The study details a different kind of machine-learning model that makes predictions based on five clinical features that are routinely collected from patients.

These include a patient’s age, cancer type, history of systemic therapy, blood albumin level, and blood neutrophil-to-lymphocyte ratio, a marker of inflammation.

Moreover, the ML model also considers tumor mutational burden, assessed through sequencing panels.

Reportedly, the model was constructed and evaluated using data from multiple independent data sets that included 2,881 patients treated with immune checkpoint inhibitors across 18 solid tumor types.

According to NIH researchers, the model accurately predicted a patient’s likelihood of responding to an immune checkpoint inhibitor and how long they would live, both overall and before the disease returned.

Notably, the researchers said, the model was also able to identify patients with low tumor mutational burden who could still be treated effectively with immunotherapy.

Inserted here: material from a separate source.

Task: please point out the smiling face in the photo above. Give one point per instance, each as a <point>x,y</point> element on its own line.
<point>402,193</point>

The study was published on June 3, 2024, in Nature Cancer, and was led by researchers at the National Cancer Institute’s (NCI) Center for Cancer Research and Memorial Sloan Kettering Cancer Center in New York. NCI is part of the National Institutes of Health.

Further, the study was co-led by Eytan Ruppin, MD, PhD, of NCI’s Center for Cancer Research, and Luc G T Morris, MD, of Memorial Sloan Kettering Cancer Center. However, the work was spearheaded by Tiangen Chang, PhD, and Yingying Cao, PhD, of Dr Ruppin’s group at NCI’s Center for Cancer Research.

The National Institutes of Health (NIH), the nation's medical research agency, includes 27 Institutes and Centers and is a component of the US Department of Health and Human Services.

NIH is the primary federal agency conducting and supporting basic, clinical, and translational medical research, and is investigating the causes, treatments, and cures for both common and rare diseases.